Die Deutsche Post AG hat vor einigen Monaten in der von ihr herausgegebenen Loseblattsammlung „Wissenswertes über Briefmarken“ unter dem schon in sich falschen Titel „Deutsches Reich 1815-1871“ eine Deutschland-Karte verbreitet, die im Osten „zufällig“ an Oder und Neiße endet, ferner die zum Deutschen Bund (bis 1866) gehörenden Teile des Kaisertums Österreich wegschneidet und im übrigen auch an der Westgrenze Retuschen im Sinne einer offenbar politisch gewünschten Anpassung an heutige Verhältnisse aufweist. Man sieht, wohin die Entwicklung zu gehen droht und welche Energie von seiten politisch Agierender aufgewandt wird, um auch über die Vergangenheit voll verfügen und sie nach Belieben handhaben zu können. Wichtiger als die Tatsachen sind immer die Vorstellungen, die man erfolgreich davon verbreitet und die danach andere davon haben.

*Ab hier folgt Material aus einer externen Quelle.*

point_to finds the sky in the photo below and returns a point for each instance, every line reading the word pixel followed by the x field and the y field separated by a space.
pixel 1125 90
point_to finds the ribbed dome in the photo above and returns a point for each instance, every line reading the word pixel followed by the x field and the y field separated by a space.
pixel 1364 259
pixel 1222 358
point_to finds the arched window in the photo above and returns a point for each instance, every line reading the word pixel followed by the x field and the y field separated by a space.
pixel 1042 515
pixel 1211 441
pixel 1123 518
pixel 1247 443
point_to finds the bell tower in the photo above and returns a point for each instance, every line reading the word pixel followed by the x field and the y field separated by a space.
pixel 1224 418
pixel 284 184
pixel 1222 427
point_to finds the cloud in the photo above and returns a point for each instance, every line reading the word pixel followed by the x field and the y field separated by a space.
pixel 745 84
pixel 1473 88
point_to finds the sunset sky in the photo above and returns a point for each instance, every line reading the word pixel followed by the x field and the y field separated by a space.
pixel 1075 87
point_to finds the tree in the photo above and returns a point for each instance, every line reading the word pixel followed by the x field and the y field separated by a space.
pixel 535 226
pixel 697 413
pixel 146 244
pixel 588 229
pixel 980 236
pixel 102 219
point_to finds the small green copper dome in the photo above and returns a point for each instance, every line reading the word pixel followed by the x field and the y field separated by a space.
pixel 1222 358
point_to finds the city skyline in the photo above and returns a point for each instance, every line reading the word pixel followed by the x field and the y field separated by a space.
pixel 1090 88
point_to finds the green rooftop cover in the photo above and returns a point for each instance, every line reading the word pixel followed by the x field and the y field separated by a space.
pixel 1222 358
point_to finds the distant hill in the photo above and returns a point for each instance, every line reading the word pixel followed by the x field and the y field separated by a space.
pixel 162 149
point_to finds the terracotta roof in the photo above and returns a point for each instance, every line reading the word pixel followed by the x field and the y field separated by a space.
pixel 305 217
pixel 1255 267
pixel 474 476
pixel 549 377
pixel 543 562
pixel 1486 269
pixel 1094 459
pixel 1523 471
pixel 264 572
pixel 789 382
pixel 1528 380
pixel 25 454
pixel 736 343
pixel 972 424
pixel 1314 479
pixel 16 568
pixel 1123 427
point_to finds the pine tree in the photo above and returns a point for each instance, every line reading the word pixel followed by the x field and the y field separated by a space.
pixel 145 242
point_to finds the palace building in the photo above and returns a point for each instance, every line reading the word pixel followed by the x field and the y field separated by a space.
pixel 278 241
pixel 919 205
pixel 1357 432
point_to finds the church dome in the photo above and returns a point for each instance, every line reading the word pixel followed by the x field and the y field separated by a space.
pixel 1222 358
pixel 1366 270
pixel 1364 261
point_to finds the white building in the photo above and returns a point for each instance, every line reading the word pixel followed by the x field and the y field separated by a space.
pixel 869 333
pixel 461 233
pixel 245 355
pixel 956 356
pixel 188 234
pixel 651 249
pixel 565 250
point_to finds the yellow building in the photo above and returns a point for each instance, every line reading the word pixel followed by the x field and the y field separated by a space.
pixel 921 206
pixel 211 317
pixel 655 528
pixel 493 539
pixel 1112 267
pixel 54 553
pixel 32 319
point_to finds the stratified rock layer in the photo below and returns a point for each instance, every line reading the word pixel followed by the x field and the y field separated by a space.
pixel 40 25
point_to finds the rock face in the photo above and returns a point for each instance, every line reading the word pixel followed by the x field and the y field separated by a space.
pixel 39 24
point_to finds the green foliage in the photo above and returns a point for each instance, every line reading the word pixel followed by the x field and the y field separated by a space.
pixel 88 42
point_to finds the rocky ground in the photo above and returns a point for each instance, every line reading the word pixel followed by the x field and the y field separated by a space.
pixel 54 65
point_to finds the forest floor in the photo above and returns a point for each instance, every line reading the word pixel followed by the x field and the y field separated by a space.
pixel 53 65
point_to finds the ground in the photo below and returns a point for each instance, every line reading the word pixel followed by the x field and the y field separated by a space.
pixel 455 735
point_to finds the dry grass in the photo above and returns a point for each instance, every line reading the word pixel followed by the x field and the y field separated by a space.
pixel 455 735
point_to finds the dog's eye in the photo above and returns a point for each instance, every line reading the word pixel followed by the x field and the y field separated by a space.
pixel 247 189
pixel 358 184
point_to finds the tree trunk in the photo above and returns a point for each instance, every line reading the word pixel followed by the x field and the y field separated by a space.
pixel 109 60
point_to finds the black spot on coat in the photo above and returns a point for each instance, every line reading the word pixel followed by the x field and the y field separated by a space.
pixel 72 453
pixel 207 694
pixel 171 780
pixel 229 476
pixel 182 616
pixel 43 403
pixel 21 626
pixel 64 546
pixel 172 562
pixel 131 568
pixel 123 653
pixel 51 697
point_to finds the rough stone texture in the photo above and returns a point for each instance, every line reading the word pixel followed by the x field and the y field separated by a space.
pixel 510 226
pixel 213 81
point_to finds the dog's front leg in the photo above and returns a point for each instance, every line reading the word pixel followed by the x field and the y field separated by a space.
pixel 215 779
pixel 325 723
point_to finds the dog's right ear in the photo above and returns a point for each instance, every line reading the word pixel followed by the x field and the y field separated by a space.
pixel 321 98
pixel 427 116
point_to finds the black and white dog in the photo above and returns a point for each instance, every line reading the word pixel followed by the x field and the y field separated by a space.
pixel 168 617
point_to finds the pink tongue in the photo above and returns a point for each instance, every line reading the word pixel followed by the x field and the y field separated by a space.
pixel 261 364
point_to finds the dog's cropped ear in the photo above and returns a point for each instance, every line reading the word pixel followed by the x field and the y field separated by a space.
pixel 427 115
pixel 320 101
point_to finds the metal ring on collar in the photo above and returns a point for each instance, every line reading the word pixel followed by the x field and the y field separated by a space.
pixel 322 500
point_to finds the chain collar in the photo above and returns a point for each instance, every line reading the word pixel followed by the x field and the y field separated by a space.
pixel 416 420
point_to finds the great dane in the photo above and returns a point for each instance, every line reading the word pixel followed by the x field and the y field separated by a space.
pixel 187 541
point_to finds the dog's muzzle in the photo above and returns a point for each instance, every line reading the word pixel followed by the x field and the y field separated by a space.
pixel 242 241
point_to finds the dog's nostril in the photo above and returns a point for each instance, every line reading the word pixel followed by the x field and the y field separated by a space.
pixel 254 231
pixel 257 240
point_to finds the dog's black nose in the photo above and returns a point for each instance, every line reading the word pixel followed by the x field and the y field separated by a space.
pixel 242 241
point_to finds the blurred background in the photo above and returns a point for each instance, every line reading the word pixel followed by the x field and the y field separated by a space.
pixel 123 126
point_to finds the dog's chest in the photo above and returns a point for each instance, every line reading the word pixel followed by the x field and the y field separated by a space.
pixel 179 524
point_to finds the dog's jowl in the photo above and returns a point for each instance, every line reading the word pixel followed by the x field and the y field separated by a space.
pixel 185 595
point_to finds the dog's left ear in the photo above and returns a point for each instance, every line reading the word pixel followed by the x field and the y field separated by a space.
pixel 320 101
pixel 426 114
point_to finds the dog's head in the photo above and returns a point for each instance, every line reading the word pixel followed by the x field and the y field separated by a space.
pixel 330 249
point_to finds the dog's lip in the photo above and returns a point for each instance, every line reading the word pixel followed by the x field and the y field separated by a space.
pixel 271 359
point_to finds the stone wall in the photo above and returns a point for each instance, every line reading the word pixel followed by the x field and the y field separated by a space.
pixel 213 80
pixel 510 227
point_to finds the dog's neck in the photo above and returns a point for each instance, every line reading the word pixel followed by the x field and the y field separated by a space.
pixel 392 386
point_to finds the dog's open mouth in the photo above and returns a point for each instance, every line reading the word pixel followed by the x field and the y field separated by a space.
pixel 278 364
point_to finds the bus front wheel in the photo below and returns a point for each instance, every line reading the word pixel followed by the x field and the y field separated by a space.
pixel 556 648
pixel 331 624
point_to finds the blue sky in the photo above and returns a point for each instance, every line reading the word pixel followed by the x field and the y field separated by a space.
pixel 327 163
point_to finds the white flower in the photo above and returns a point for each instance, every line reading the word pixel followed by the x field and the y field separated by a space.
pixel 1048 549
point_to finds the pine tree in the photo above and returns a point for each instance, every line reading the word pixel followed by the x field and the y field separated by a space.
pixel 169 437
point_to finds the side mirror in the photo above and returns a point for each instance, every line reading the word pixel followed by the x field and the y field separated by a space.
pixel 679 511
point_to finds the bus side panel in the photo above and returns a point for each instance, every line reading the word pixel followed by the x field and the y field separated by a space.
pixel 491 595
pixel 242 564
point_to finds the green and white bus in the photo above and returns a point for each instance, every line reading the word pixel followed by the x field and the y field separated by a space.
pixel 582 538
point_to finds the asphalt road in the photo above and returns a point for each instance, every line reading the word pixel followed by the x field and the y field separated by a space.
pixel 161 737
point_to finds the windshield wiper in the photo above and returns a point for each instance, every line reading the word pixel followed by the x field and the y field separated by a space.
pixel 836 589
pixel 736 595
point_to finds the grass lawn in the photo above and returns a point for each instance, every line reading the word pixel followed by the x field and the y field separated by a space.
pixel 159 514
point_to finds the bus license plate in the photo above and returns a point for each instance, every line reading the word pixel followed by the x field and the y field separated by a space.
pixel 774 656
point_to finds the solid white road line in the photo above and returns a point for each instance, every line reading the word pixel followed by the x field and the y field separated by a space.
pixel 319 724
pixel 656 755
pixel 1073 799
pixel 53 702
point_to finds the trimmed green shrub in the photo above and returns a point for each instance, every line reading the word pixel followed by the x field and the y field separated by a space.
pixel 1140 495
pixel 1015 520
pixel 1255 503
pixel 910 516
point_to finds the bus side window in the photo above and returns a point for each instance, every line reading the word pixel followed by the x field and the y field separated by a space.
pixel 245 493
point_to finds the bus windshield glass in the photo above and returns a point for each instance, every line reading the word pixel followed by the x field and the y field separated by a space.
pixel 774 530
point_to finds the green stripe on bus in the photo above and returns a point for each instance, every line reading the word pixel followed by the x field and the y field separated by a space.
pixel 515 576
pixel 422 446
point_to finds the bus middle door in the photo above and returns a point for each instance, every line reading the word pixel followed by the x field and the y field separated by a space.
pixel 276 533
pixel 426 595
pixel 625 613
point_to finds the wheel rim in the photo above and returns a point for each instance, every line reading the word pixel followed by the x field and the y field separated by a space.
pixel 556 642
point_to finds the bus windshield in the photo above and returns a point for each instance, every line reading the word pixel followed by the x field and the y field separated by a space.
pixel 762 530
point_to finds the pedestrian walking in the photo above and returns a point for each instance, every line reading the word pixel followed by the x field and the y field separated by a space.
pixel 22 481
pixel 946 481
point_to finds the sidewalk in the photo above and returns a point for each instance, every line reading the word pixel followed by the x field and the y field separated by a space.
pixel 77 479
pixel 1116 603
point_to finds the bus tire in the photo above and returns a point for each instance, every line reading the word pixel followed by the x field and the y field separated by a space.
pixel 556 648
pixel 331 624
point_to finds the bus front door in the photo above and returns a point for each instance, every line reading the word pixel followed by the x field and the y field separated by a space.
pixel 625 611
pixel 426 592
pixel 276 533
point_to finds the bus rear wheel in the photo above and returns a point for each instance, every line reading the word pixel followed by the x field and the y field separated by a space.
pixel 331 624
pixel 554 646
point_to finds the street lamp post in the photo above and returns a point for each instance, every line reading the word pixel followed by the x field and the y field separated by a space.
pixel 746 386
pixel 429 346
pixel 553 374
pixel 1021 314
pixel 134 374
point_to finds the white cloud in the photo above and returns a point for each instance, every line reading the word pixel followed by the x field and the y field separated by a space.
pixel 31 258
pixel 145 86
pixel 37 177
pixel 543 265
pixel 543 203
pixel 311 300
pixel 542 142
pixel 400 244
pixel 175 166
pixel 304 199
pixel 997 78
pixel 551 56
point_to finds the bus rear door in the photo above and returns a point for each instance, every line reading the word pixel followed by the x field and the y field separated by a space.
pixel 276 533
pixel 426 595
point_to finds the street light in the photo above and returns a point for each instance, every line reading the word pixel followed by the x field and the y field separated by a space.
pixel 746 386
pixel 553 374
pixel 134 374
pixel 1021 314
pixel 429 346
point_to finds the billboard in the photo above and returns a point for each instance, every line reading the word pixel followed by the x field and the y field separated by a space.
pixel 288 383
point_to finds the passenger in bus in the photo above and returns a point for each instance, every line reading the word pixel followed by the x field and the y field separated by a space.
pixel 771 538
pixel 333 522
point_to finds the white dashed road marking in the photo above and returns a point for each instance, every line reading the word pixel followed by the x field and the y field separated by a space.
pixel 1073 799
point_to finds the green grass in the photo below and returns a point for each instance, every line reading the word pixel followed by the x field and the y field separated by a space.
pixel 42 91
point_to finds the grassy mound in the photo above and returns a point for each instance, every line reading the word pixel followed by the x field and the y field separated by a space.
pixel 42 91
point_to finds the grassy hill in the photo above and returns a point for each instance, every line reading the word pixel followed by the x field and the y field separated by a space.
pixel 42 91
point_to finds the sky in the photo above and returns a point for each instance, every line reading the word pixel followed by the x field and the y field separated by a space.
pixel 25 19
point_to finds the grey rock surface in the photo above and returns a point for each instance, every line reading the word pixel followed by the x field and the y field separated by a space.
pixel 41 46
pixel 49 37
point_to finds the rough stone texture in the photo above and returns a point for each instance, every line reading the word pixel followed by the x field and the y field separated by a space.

Über das Wesen und die Ausdehnung „Mitteldeutschlands“ ist vor allem in den 20er Jahren des vergangenen Jahrhunderts im Zusammenhang mit den Plänen, das Reichsgebiet neu zu gliedem, eine lebhafte Diskussion geführt worden. Mecklenburg, Vorpommern und im allgemeinen auch Brandenburg sind damals nicht zu „Mitteldeutschland“ gerechnet worden. Insofern ist der Begriff nach 1945 nach Norden erweitert worden. Ein Rostocker, ein Stralsunder, ein Stettiner, aber auch ein Stargarder oder ein Pyritzer hat sich vor 1945 als Norddeutscher – nicht als Mitteldeutscher und nicht als Ostdeutscher – gefühlt. Die Oder stellte innerhalb Pommems im Laufe der Geschichte des Landes fast niemals eine Grenze dar, die Landesteilungen verliefen im allgemeinen an anderen Stellen. Eine alte, bis 1945 fühlbare Grenze in Pommern liegt am Gollenberg, zwischen dem Kamminer Stiftsland und dem Lande Schlawe. Auch in der brandenburgischen Geschichte ist der Oderlauf nur teilweise eine Grenze von Belang – das Bistum Lebus etwa umschloß wie später der Regierungsbezirk Frankfurt westlich wie östlich der Oder bzw. der Neiße liegende Gebiete –, und die alte Westgrenze Schlesiens verläuft an Bober und Queis, nicht an der Lausitzer Neiße. Dennoch war es nicht unberechtigt, daß man nach 1945 die abgetrennten ostdeutschen Gebiete pauschal unter dem Namen „Ostdeutschland“ zusammenfaßte, einte sie und ihre Bewohner doch das gemeinsame Schicksal, liefen die wahren geschichtlichen und kulturellen innerdeutschen Grenzlinien doch nicht so weit von den durch die Siegermächte als Außengrenzen gedachten Linien entfernt, daß sich die Verschiebung der Bedeutung nicht hätte rechtfertigen lassen.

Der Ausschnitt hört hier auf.